Deep learning methods face dual challenges of limited clinical samples and low inter-class differentiation among Diffuse Cystic Lung Diseases (DCLDs) in advancing Birt-Hogg-Dube syndrome (BHD) diagnosis via Computed Tomography (CT) imaging. While Multimodal Large Language Models (MLLMs) demonstrate diagnostic potential fo such rare diseases, the absence of domain-specific knowledge and referable radiological features intensify hallucination risks. To address this problem, we propose BHD-RAG, a multimodal retrieval-augmented generation framework that integrates DCLD-specific expertise and clinical precedents with MLLMs to improve BHD diagnostic accuracy.

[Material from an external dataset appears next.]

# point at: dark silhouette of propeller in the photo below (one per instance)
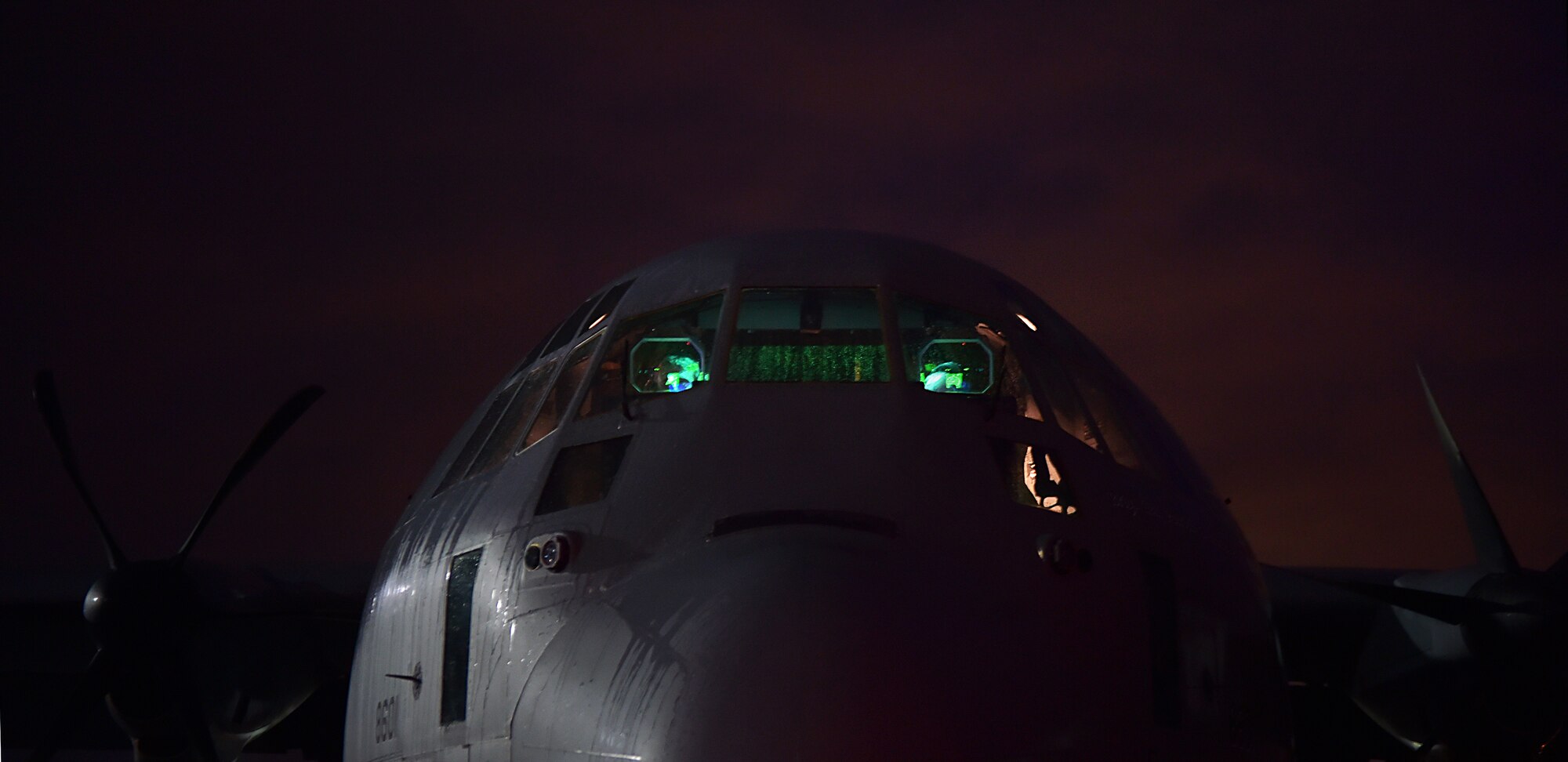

BHDRAG employs: (1) a specialized agent generating imaging manifestation descriptions of CT images to construct a multimodal corpus of DCLDs cases. (2) a cosine similarity-based retriever pinpointing relevant imagedescription pairs for query images, and (3) an MLLM synthesizing retrieved evidence with imaging data for diagnosis. BHD-RAG is validated on the dataset involving four types of DCLDs, achieving superior accuracy and generating evidence-based descriptions closely aligned with expert insights.

Paper Structure

This paper contains 10 sections, 5 equations, 5 figures, 2 tables.

Figures (5)

  • Figure 1: Representative CT imaging examples of four challenging-to-differentiate DCLDs: (a) BHD, characterized by cysts of variable size, elliptical or flattened, predominantly located in the lower lungs and subpleural regions; (b) LAM, featuring round and of similar size cysts; (c) PLCH, predominantly located in the lower lungs and subpleural regions; (d) LIP, the cysts vary in size, predominantly in the bilateral lung bases, and follow a perivascular pattern.
  • Figure 2: An overview of the proposed BHD-RAG framework.
  • Figure 3: The proposed cosine spatial similarity measure retriever.
  • Figure 4: The proposed cosine spatial similarity measure retriever. (a) Influence of $k$ value on BHD-RAG. (b) Quantitative comparison between BHD-RAG and other methods.
  • Figure 5: Qualitative comparison of BHD-RAG and GPT-4-turbo diagnoses. Errors or imprecisions in results are highlighted in red by experts.